Britanskii Soiuznik
- Categories: Propaganda magazine
- Frequency: Weekly
- Founded: 1942
- First issue: 10 July 1942
- Final issue: 1950
- Company: British Ministry of Information
- Language: Russian

= Britanskii Soiuznik =

British propaganda magazine (1942–1950)

Britanskii Soiuznik (British Ally) was a weekly British propaganda periodical which existed between 1942 and 1950.

==History and profile==
Britanskii Soiuznik was launched by the British Ministry of Information in 1942. The first issue appeared on 10 July that year. The magazine was established as a result of the Soviet–British Treaty signed in 1942. Another publication entitled Britanskaia Khronika (The British Chronicle) was also started in the framework of this treaty.

Its stated goal was to tell the Russians the daily life of British people to establish a friendly relationship between two nations. George Reavey was the director of Britanskii Soiuznik which was published in Russian on a weekly basis. The magazine contained articles about military and cultural events emphasizing the collaboration between the United Kingdom and the Soviet Union and featured writings of the British writers. Children's literature by the British writers was also featured in the magazine.

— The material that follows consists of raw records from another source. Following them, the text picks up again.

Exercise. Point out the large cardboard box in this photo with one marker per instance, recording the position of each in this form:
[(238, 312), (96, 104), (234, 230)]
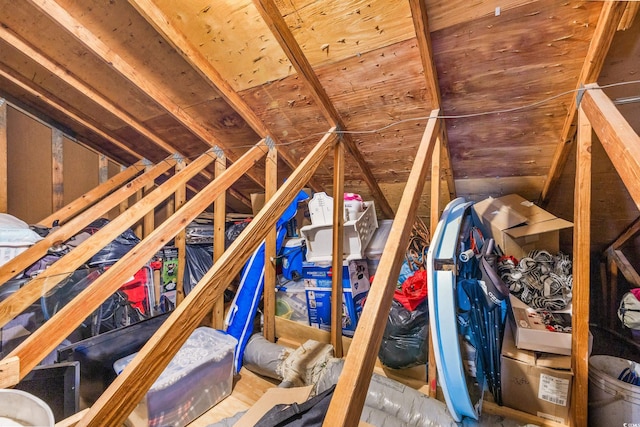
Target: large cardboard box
[(536, 383), (355, 287), (533, 333), (519, 226)]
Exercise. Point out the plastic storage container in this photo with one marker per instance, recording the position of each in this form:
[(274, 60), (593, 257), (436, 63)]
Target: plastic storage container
[(291, 302), (199, 376), (373, 252), (319, 235), (292, 257), (612, 402)]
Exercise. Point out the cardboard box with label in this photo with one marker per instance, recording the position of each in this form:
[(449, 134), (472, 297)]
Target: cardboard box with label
[(519, 226), (355, 286), (536, 383), (531, 332)]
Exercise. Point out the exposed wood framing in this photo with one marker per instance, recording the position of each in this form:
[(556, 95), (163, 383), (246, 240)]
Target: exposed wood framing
[(434, 216), (148, 222), (270, 249), (129, 387), (346, 404), (202, 65), (63, 74), (581, 272), (629, 233), (57, 272), (89, 198), (68, 230), (59, 15), (179, 199), (9, 371), (629, 15), (3, 156), (628, 271), (57, 170), (103, 169), (608, 22), (423, 36), (617, 136), (276, 23), (337, 248), (219, 238), (49, 335), (51, 102)]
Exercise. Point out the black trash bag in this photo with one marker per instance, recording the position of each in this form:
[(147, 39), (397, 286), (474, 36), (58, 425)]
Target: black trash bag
[(404, 342), (233, 230), (116, 249), (199, 259)]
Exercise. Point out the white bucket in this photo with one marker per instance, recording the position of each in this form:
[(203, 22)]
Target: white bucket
[(23, 409), (611, 402)]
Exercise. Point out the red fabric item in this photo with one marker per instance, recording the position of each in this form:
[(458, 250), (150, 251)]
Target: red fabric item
[(413, 291)]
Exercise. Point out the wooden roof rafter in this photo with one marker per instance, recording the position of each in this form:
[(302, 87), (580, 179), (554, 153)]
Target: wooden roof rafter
[(608, 22), (276, 23), (421, 24), (60, 16), (156, 18)]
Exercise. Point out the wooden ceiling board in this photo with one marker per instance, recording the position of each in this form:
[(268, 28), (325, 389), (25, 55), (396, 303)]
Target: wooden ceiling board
[(232, 35), (62, 48), (493, 65), (34, 75), (129, 36)]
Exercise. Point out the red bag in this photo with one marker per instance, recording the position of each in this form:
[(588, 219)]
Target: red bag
[(414, 290)]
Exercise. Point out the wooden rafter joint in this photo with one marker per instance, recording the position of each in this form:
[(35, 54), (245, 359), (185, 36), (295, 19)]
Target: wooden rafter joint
[(9, 371)]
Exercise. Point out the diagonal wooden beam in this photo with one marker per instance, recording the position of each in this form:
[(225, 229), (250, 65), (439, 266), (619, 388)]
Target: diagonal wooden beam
[(60, 16), (63, 74), (276, 23), (56, 273), (618, 138), (423, 36), (157, 18), (117, 402), (349, 396), (608, 22)]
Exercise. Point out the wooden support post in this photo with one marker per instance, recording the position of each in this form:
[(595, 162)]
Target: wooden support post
[(36, 251), (149, 219), (112, 408), (219, 236), (337, 249), (270, 249), (348, 399), (581, 271), (613, 293), (57, 170), (4, 204), (103, 169), (179, 199), (9, 372), (48, 336), (91, 197), (434, 216), (45, 281)]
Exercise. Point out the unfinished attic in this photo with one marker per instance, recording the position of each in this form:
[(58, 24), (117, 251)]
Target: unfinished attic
[(177, 177)]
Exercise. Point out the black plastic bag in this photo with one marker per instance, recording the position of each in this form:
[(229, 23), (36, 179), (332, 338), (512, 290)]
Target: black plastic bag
[(404, 342)]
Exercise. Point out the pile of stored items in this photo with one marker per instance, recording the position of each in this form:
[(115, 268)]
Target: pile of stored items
[(497, 306)]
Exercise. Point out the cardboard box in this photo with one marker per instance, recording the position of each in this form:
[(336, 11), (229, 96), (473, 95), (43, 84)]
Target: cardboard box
[(533, 333), (536, 383), (519, 226), (291, 302), (355, 287)]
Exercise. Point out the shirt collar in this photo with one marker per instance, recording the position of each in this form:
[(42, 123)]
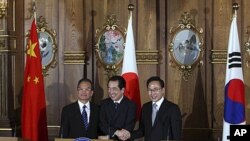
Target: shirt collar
[(158, 103)]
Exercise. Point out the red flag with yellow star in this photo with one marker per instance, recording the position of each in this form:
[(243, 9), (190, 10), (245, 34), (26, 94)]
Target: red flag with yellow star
[(34, 120)]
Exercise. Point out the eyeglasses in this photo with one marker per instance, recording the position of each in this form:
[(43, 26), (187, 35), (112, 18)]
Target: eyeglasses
[(82, 89), (155, 90)]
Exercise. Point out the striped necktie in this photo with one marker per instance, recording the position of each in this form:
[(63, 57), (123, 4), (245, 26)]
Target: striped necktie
[(84, 116)]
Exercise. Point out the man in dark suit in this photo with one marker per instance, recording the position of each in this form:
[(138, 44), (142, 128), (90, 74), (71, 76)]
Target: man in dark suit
[(81, 118), (160, 118), (117, 112)]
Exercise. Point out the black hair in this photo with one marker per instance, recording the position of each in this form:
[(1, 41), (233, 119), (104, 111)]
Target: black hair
[(120, 79), (156, 78), (85, 80)]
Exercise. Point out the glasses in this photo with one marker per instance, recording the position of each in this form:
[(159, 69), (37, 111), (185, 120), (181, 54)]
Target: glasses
[(82, 89), (156, 90)]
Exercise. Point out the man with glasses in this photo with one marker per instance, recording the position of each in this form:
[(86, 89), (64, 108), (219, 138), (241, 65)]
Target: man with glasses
[(81, 118), (160, 118), (117, 113)]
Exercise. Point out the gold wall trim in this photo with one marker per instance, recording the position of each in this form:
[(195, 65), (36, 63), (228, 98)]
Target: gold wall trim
[(147, 57), (74, 57), (49, 126), (218, 56)]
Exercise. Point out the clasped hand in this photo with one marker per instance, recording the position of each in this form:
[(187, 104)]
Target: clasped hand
[(123, 134)]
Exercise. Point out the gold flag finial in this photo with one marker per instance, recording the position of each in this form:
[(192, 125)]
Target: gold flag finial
[(235, 8), (130, 8)]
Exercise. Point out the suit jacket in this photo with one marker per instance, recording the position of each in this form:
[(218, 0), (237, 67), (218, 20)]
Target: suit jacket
[(111, 119), (72, 125), (167, 125)]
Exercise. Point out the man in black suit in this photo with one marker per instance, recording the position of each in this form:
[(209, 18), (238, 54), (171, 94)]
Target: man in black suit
[(160, 118), (117, 112), (81, 118)]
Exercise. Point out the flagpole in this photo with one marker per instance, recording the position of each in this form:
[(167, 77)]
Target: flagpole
[(235, 8), (34, 9), (130, 8)]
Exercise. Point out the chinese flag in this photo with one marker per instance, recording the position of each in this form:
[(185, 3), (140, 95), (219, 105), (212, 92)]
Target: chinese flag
[(34, 120), (129, 69)]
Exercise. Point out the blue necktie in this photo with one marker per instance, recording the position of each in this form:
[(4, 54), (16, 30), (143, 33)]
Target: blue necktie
[(84, 116)]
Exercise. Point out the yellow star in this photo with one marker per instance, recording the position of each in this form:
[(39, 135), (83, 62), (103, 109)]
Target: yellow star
[(36, 80), (31, 51), (28, 78)]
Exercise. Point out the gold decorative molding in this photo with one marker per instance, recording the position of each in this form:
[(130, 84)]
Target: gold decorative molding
[(186, 46), (74, 57), (145, 57), (3, 9), (110, 44), (218, 56)]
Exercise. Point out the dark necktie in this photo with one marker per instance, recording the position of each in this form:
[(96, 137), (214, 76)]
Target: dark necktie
[(84, 116)]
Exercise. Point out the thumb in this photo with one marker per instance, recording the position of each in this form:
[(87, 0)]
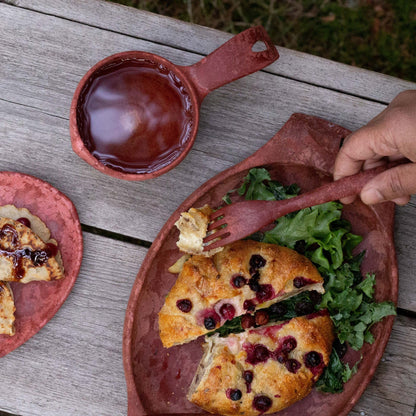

Britanskii Soiuznik gained popularity among Russians in addition to the US propaganda publication Amerika. The popularity of Britanskii Soiuznik was not welcomed by the Soviet authorities from November 1946, and Viktor Abakumov, minister of state security, informed Joseph Stalin and Andrei Zhdanov about its increasing influence among the Soviet citizens. Abakumov asked them to take steps to restrict its effects and sales. Upon this the Soviet Department for Agitation and Propaganda fabricated a reader letter which contained negative statements about the magazine. This fake letter was approved by Stalin and sent to the editor of Britanskii Soiuznik. The criticisms against the magazine by the Soviet officials continued after this incident.

Britanskii Soiuznik reached the circulation of 14,000 copies in 1946 and had readers mostly in Moscow and in a few other Soviet cities. Its circulation was 50,000 copies in 1949.

Britanskii Soiuznik folded in 1950 due to tense relations between the United Kingdom and the Soviet Union.